Menurut Karding, Prabowo menyetujui pencabutan moratorium kerja sama penempatan PMI di Arab Saudi mengingat adanya potensi devisa bagiIndonesia yang mencapai Rp31 triliun. Devisa tersebut bisa didapatkan dari menempatkan sekitar 600 ribu orang PMI ke Arab Saudi dengan rincian 400 ribu orang bekerja di lingkungan rumah tangga dan 200 ribu hingga 250 ribu orang di sektor formal.

Apakah Ini Kabar Baik atau Kabar Buruk?

Di tengah situasi Indonesia seperti saat ini, apa yang disampaikan pemerintah tentu dapat dianggap kabar baik oleh sebagian orang mengingat terbukanya peluang bekerja di Arab Saudi yang jadi kian terbuka lebar. Apalagi, selain menjanjikan gaji 1.500 Riyal atau Rp 7,5 juta, Pemerintah Arab Saudi juga menjanjikan perlindungan kesehatan, jiwa dan ketenagakerjaan. Namun, di balik janji manis dan angka-angka fantastis yang sudah dihitung oleh pemerintah, ada pertanyaan penting yang semestinya juga menjadi pokok bahasan: “Bagaimana perlindungan PMI oleh Pemerintah Indonesia sendiri? Apakah semangat pemerintah dalam menghitung keuntungan berupa devisa akan diiringi dengan upaya keras untuk melindungi PMI yang dijadikan sebagai komoditas ekonomi?”

Pertanyaan tentang perlindungan PMI sudah seharusnya mendapatkan jawaban segera dari pemerintah, bahkan sebelum pengiriman PMI ke Arab Saudi dilakukan pada bulan Juni mendatang.

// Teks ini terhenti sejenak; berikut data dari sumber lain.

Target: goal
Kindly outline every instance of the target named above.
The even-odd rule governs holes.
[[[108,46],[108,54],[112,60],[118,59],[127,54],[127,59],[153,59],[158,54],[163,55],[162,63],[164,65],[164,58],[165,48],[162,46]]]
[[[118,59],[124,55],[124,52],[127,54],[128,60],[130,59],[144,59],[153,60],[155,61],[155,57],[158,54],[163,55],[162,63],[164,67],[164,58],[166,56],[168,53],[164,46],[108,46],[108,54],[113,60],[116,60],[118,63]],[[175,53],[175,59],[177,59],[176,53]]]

Ini karena menyoal devisa dan remitansi, sudah sejak lama PMI terbukti menjadi salah satu penyokong ekonomi nasional, bahkan di saat krisis.

“Remitansi yang masuk setiap tahun rata-rata cukup besar. Pada 2024 lalu, totalnya mencapai Rp 251 triliun,” ungkap Kardin. Ia juga menyebutkan bahwa Indonesia berencana mengirimkan sebanyak 425.000 pekerja migran pada tahun 2026 mendatang. Tingginya permintaan tenaga kerja dari luar negeri untuk Indonesia yang mencapai 1,7 juta orang serta peningkatan remitansi di dalam negeri menjadi dua faktor pendorong utamanya.

“Tahun depan, 2026, kami menargetkan penempatan 425.000 tenaga kerja dengan estimasi remitansi mencapai sekitar Rp 439 triliun” ungkap Karding.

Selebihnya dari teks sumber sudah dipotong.